La rencontre intervient quelques mois après le 65ᵉ anniversaire des relations diplomatiques entre les deux pays. En accueillant son homologue centrafricain, Vladimir Poutine a salué la solidité du partenariat.

« Nous avons de bonnes perspectives dans les domaines de l’énergie, de l’agriculture et des infrastructures », a déclaré le président russe lors de l’ouverture des discussions au Kremlin.

 

Moscou envisage désormais la création d’une commission intergouvernementale sur la coopération économique et commerciale, destinée à structurer les relations entre les deux pays.

 

Pour Bangui, ce rapprochement constitue un axe majeur de sa politique extérieure.

 

La sécurité, pilier du partenariat

 

Depuis plusieurs années, la Russie joue un rôle central dans l’architecture sécuritaire centrafricaine. La présence de structures russes sur le terrain a notamment contribué à sécuriser les derniers scrutins.

 

Faustin-Archange Touadéra l’a reconnu explicitement lors de la rencontre :
« La Russie a apporté une contribution significative en garantissant la sécurité, ce qui a permis au peuple centrafricain de participer aux élections ».

 

Pour le président centrafricain, cette coopération reste essentielle dans un pays encore fragilisé par les crises sécuritaires.

 

L’énergie, un enjeu économique majeur

 

Au-delà de la sécurité, les discussions ont largement porté sur les questions énergétiques.

 

La République centrafricaine fait face à un déficit structurel en électricité. L’accès à l’énergie reste limité pour une grande partie de la population, ce qui freine le développement économique du pays.

 

Touadéra a souligné ce défi devant son homologue russe :
« La République centrafricaine est actuellement confrontée à un grave déficit énergétique. La Fédération de Russie possède une vaste expérience dans ce domaine ».

 

Bangui espère bénéficier de l’expertise russe pour moderniser son système énergétique et sécuriser ses approvisionnements en hydrocarbures.

 

Agriculture et approvisionnement alimentaire

 

La coopération concerne également le secteur agricole.

 

Le président centrafricain a remercié Moscou pour son soutien dans l’approvisionnement en céréales. Selon lui, ces livraisons contribuent à stabiliser l’accès à la farine dans le pays.

 

Dans un contexte de volatilité des marchés alimentaires mondiaux, cette dimension humanitaire constitue un volet important du partenariat.

 

La diplomatie culturelle en renfort

 

La Russie mise aussi sur la coopération éducative pour renforcer son influence.

 

Vladimir Poutine a indiqué que Moscou allait augmenter le nombre de bourses universitaires accordées aux étudiants centrafricains. Il a également salué les efforts des autorités de Bangui pour promouvoir l’apprentissage du russe.
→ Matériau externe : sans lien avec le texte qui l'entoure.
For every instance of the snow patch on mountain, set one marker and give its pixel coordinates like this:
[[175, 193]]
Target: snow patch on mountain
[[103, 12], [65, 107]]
« Nous avons décidé d’augmenter le quota d’étudiants originaires de votre pays », a annoncé le président russe.

 

Cette stratégie s’inscrit dans une logique de soft power, destinée à renforcer les liens humains et culturels entre les deux pays.

 

Une relation inscrite dans une stratégie africaine plus large

 

La visite de Faustin-Archange Touadéra intervient dans un contexte de repositionnement géopolitique en Afrique.

 

Depuis plusieurs années, Moscou cherche à renforcer sa présence sur le continent à travers des partenariats sécuritaires, économiques et diplomatiques. La République centrafricaine apparaît aujourd’hui comme l’un des points d’ancrage les plus visibles de cette stratégie.

 

En consolidant sa coopération avec Bangui, la Russie ne se contente pas de renforcer un partenariat bilatéral. Elle confirme aussi son ambition de peser davantage dans les équilibres politiques et économiques africains.

 

Pour la Centrafrique, ce rapprochement avec Moscou représente une opportunité de diversification de ses partenariats. Pour la Russie, il s’agit d’un levier d’influence dans une région où les rivalités internationales se multiplient.